Implement and maintain end-to-end data pipelines for data acquisition from diverse sources, including databases, APIs, files, and messaging systems such as Kafka.
Build robust data validation, enrichment, and transformation workflows using Python and pySpark.
Develop and optimize data storage and querying layers using technologies such as Apache Iceberg, Trino, StarRocks, and Snowflake.
Implement and maintain dimensional data models, including Star and Snowflake schemas, as defined by data architecture standards.
Integrate and manage streaming data flows using Kafka for both ingestion and real-time data distribution.
Design and implement data quality checks, monitoring, and alerting to ensure high data reliability.
Contribute to metadata management, data governance, and security practices, including access controls and data masking.
Enable data distribution and consumption through files, APIs, Kafka, Snowflake data sharing, and analytics tools.
Optimize pipeline performance, cost, and scalability while troubleshooting and resolving production issues.
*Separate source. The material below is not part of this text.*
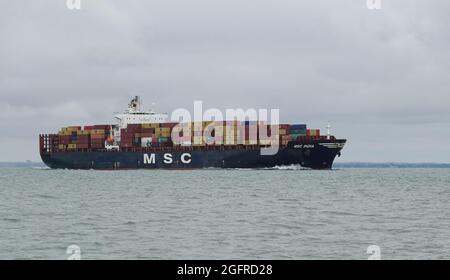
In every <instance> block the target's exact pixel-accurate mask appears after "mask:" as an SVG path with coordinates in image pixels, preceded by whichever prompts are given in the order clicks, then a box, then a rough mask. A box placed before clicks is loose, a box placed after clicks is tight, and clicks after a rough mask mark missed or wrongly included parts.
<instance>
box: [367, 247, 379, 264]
mask: <svg viewBox="0 0 450 280" xmlns="http://www.w3.org/2000/svg"><path fill="white" fill-rule="evenodd" d="M366 253H367V254H368V255H369V257H368V258H367V259H368V260H376V261H378V260H381V248H380V246H378V245H369V247H367V251H366Z"/></svg>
Collaborate closely with data architects, analysts, data scientists, and stakeholders to deliver high-quality data products.
Mentor junior engineers and promote best practices in code quality, testing, and CI/CD for data pipelines.
Requirements
Bachelor’s or Master’s degree in Computer Science, Engineering, or a related field.
5+ years of hands-on experience in data engineering roles, including at least 2 years working with big data or lakehouse platforms.
Strong proficiency in Python and pySpark for building scalable data processing pipelines.
Hands-on experience with analytical and query platforms such as Trino, StarRocks, and Snowflake.
Experience working with open table formats, particularly Apache Iceberg.
Proven experience with streaming technologies, especially Apache Kafka.
Solid understanding of dimensional modeling and data warehousing concepts.
Familiarity with data quality frameworks, metadata management, governance tools, and security best practices.
Experience with cloud platforms such as AWS, Azure, or GCP, and infrastructure-as-code tools.
Strong problem-solving skills with experience debugging and tuning complex data pipelines.